Hi,
I am probably doing something wrong here but I am finding hard to find what exactly is going on, I am trying to train a ResNet50 on CPU to recognize the whale dataset (kaggle). My machine has 16Gb of RAM and is running Linux (ubuntu, In [2]: torch version: 0.3.0.post4).
The code main training loop looks like the following:
model = torchvision.models.resnet50(pretrained=True)

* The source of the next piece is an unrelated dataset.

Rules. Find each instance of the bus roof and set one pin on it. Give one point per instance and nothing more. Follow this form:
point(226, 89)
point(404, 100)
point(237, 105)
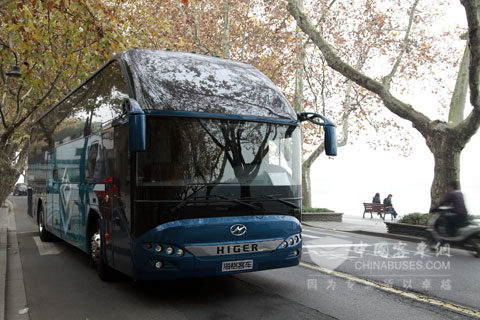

model.fc = torch.nn.Linear(in_features=2048, out_features=len(distinct_labels))
model = model.train()
def train(model, loss, optimizer, X_train, Y_train, n_epochs=200, batch_size=10):
## these lines were originally inside the loop
x_t, y_t = getBatch(X_train, Y_train, size=batch_size)
x_t = torch.autograd.Variable(x_t)
y_t = torch.autograd.Variable(y_t)
########
for i in tqdm.tqdm(range(0, n_epochs)):
for j in tqdm.tqdm(range(0, len(Y_train))):
#x_t, y_t = getBatch(X_train, Y_train, size=batch_size)
#x_t = torch.autograd.Variable(x_t)
#y_t = torch.autograd.Variable(y_t)
gc.collect()
optimizer.zero_grad()
# evaluate and optimize
outputs = model(x_t)
l_compute = loss(outputs, y_t)
l_compute.backward()
optimizer.step()
return model
optimizer = torch.optim.Adagrad(model.parameters(), lr=0.001)
loss = torch.nn.CrossEntropyLoss()
for param in model.parameters():
param.requires_grad = True
model = train(model, loss, optimizer, images, im_labels, n_epochs=1, batch_size=1)
Even if I do the sampling outside the loop (selecting x_t and y_t) it normally starves in RAM and is killed by the OS after 5 loops or so.
Am I doing anything wrong in the inner loop?
Thanks,